Cadence, rhythm   >   well coordinated movements

Suppleness   >   optimal economical muscle use

Contact   >   elastic response to the aids

Impulsion, swinging    >    shock absorbing

Straightness    >    even-loading

Collection   >   load reduction of the front quarters

What then is the solution? Professor Stadler says there is nothing wrong with the FEI rules, or the FEI ethical guidelines, it is just the discrepancy between these noble ambitions and the reality.
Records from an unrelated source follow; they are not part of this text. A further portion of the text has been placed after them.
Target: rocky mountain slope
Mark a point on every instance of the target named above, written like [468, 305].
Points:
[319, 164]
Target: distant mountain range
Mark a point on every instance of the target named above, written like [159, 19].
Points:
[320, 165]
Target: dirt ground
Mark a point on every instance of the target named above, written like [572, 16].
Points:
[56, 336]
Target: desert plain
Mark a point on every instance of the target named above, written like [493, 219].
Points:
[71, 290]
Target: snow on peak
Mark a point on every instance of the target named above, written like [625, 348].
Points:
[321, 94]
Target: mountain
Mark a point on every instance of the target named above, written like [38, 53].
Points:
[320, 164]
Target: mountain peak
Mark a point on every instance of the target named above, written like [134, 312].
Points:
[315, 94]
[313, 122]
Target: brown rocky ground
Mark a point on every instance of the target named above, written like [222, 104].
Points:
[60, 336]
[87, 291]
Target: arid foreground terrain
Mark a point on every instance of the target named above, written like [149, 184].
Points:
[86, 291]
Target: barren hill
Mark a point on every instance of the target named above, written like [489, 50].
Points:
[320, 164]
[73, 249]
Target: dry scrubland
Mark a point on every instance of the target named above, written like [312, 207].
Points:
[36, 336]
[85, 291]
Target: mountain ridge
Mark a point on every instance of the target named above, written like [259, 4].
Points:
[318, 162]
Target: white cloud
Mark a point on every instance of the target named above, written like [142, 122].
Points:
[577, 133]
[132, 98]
He pointed out that on the entrance door of the Versailles School of de la Guérinière, one could read: ‘Where art ends, violence starts.’

One of the Seminar participants, Dr Schüle, felt that the Professor’s depiction of the ‘modern riding style’ lumped too much together. “Not all the riders train in the same way, there are different lines and many train in the correct way – look at the European Championships in Rotterdam and the riding of Carl Hester and Charlotte Dujardin, that was very correct. There are two types of ‘modern’ riding and one of them is correct.”

But Professor Stadler was not backing away from his criticisms:

“What I criticize you see very often at the lower levels. While lots of riders practice the sport very well, most horses are prepared in the wrong style.”